In 1961, when Cuban exiles, with the backing of the US government tried to overthrow him in the Bay of Pigs debacle, the plan was to assassinate Fidel and Raúl Castro along with Che Guevara. At times it seemed as though the US security services were more interested in bumping off the Cuban head of state than protecting their own: on the very day that Kennedy was assassinated in 1963, an agent, who had been given a pen-syringe in Paris, was dispatched on a mission to assassinate Castro.

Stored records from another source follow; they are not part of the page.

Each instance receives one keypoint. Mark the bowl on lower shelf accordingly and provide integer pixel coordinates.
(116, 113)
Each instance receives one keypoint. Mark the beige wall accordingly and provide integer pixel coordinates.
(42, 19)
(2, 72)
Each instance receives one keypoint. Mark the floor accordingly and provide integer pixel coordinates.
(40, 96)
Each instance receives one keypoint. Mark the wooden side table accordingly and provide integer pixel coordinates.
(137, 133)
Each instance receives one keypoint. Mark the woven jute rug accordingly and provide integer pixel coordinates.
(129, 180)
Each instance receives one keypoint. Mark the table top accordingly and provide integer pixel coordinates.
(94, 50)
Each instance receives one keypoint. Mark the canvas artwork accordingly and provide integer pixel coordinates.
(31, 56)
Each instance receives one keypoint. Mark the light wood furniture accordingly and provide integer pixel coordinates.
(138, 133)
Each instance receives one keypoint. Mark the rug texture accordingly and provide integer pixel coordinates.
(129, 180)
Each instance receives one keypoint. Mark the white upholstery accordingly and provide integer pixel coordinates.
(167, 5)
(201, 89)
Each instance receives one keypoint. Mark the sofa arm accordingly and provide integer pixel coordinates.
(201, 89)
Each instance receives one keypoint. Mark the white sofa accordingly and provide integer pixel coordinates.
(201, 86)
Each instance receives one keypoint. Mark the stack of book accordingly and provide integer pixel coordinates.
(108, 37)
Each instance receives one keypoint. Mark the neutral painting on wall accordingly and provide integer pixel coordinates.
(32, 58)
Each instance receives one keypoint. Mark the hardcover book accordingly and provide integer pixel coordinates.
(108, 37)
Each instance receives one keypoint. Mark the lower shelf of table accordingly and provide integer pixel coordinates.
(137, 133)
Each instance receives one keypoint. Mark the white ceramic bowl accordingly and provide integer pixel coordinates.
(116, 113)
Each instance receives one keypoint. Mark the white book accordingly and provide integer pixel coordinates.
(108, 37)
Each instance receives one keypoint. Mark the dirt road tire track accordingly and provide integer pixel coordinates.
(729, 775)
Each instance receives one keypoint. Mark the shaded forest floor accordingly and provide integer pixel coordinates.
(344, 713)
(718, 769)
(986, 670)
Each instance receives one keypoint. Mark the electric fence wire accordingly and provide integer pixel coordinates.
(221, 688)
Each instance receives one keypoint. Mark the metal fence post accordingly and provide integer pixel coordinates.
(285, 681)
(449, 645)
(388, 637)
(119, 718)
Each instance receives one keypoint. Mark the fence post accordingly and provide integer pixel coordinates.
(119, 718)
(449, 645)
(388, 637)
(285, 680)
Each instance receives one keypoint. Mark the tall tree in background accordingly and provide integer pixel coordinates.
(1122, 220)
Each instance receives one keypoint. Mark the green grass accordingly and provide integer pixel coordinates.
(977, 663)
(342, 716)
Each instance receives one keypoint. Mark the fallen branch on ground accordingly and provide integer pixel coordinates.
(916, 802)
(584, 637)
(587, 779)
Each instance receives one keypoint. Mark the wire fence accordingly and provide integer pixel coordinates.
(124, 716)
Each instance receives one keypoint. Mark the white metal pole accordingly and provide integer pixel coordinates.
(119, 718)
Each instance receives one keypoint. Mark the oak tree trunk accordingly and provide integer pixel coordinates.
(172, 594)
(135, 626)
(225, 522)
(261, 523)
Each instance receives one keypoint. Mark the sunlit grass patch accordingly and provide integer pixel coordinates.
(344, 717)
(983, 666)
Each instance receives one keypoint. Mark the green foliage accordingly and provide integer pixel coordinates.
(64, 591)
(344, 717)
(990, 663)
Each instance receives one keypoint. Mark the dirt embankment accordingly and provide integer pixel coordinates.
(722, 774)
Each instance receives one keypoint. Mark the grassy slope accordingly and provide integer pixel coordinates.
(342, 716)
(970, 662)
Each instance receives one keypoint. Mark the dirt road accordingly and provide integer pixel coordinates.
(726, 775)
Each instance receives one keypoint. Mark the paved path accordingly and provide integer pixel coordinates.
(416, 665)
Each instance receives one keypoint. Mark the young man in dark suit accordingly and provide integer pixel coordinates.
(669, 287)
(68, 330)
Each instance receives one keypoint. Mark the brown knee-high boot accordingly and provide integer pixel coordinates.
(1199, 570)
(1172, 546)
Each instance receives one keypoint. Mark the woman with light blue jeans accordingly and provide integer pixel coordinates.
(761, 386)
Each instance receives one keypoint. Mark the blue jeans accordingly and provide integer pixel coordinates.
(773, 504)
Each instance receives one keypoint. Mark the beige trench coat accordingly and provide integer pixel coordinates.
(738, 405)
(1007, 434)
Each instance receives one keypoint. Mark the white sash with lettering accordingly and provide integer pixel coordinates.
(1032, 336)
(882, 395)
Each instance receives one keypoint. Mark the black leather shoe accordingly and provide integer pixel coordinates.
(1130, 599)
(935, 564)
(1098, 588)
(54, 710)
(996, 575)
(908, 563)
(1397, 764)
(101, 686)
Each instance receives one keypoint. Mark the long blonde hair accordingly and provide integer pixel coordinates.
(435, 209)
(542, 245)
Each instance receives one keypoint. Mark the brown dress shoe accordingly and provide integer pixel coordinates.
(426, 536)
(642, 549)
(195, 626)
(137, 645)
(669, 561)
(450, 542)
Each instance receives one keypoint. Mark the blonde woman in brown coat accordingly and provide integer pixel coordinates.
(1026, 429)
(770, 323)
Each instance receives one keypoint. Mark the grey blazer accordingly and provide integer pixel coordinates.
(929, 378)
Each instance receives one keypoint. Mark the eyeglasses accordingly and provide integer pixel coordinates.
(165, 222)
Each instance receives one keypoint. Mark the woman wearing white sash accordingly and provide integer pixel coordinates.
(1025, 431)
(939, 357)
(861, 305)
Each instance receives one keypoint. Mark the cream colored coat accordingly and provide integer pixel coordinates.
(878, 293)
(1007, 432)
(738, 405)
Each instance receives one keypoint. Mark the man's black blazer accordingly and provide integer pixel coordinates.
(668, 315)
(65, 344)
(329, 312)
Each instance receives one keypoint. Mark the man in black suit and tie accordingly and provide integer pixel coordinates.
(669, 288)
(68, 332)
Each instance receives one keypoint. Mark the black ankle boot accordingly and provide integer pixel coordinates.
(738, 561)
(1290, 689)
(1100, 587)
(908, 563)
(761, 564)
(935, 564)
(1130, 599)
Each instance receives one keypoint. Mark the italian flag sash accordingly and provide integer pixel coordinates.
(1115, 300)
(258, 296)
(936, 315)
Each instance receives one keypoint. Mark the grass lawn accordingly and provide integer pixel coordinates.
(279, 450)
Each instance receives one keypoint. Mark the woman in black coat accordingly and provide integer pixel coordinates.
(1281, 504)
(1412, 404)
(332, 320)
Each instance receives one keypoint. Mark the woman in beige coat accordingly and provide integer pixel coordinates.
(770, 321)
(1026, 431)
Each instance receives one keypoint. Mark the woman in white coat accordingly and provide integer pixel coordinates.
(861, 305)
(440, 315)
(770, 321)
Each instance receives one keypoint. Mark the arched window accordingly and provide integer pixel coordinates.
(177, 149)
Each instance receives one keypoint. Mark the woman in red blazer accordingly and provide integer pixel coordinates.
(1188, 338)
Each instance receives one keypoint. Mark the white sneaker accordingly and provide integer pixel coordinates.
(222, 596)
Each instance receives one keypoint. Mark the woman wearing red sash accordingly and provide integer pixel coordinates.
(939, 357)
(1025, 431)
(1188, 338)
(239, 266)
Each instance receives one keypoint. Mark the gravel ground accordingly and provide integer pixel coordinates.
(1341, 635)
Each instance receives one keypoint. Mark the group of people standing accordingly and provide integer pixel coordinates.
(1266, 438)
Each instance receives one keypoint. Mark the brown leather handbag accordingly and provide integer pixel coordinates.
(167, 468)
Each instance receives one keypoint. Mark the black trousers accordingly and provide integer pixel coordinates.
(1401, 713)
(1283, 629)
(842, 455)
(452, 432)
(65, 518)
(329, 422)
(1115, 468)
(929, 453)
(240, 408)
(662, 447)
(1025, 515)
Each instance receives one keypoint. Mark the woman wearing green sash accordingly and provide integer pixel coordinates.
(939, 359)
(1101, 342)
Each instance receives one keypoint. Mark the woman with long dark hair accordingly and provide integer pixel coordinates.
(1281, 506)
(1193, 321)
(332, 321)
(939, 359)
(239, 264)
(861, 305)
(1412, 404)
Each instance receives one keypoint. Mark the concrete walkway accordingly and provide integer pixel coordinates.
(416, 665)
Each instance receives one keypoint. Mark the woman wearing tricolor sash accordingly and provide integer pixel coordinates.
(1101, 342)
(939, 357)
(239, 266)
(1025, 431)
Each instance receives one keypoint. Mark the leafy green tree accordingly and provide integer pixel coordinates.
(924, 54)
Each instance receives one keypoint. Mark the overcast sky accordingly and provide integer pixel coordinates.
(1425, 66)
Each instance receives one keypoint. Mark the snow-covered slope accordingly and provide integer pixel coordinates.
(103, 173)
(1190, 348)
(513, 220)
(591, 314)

When Castro travelled abroad, the CIA cooperated with Cuban exiles for some of the more serious assassination attempts. As recently as 2000, when Castro was due to visit Panama, a plot was hatched to put 200lb (90kg) of high explosives under the podium where he was due to speak. Castro’s personal security team carried out their own checks before he arrived and foiled the plot.
https://www.theguardian.com/world/2016/nov/26/fidel-castro-cia-cigar-assasination-attempts

This is why Messenger wants to gloss over political executions.
We should gloss over the labour camps and the political executions because Mandela.

While the CIA used their own operatives and anti-Castro Cubans, they also considered outsourcing the assassination. American underworld figures from the mafia – still smarting at being kicked out of Cuba by Castro – were approached to see whether to would carry out a hit

Are you into organized crime Messenger ? I had to ask because what you're saying in here is protecting them.

the CIA and Cuban exile groups spent nearly 50 years devising ways to kill Fidel Castro. None of the plots, of course, succeeded but one of his loyal security men calculated that a total of 634 attempts,
 
In the early 1960s, America's top military leaders reportedly drafted plans to kill innocent people and commit acts of terrorism in U.S. cities to create public support for a war against Cuba.Code named Operation Northwoods, the plans reportedly included the possible assassination of Cuban émigrés, sinking boats of Cuban refugees on the high seas, hijacking planes, blowing up a U.S. ship, and even orchestrating violent terrorism in U.S. cities.

The plans were developed as ways to trick the American public and the international community into supporting a war to oust Cuba's then new leader, communist Fidel Castro.

http://abcnews.go.com/US/story?id=92662&page=1

You have to be pretty sick in the head if you criticize Castro for defending his country against this shit. The American justice system spends billions trying to curtail the mafia, but the American military pay the mafia to assassinate Cuban leaders who stand up to drug running. The Americans had more money and power than anyone and would do anything to get their way.You had to have no mercy.
 
To be fair, he could have continued to support Apartheid, or at least block measures in their country to pressure South Africa to end the policy like lauded leaders Thatcher, Reagan, and Howard did. Castro wasn't perfect, but if we hang him out to dry on his actions as leader, lets look at American interference in sovereign countries since 1961, and the lives that have been lost as a result of that, or Thatcher's support of Pinochet, and election winning invasion of the Malvinas in 1982 or Howard's complicity in the ME wars of this century. It's also ironic that Trump was busy condemning him as a brutal dictator while cosying up to Putin. Castro had flaws but let's not think they were unique to his particular brand of politics.

Maybe not unique, but communist despots have a stranglehold at the top of the ladder when it comes to executions.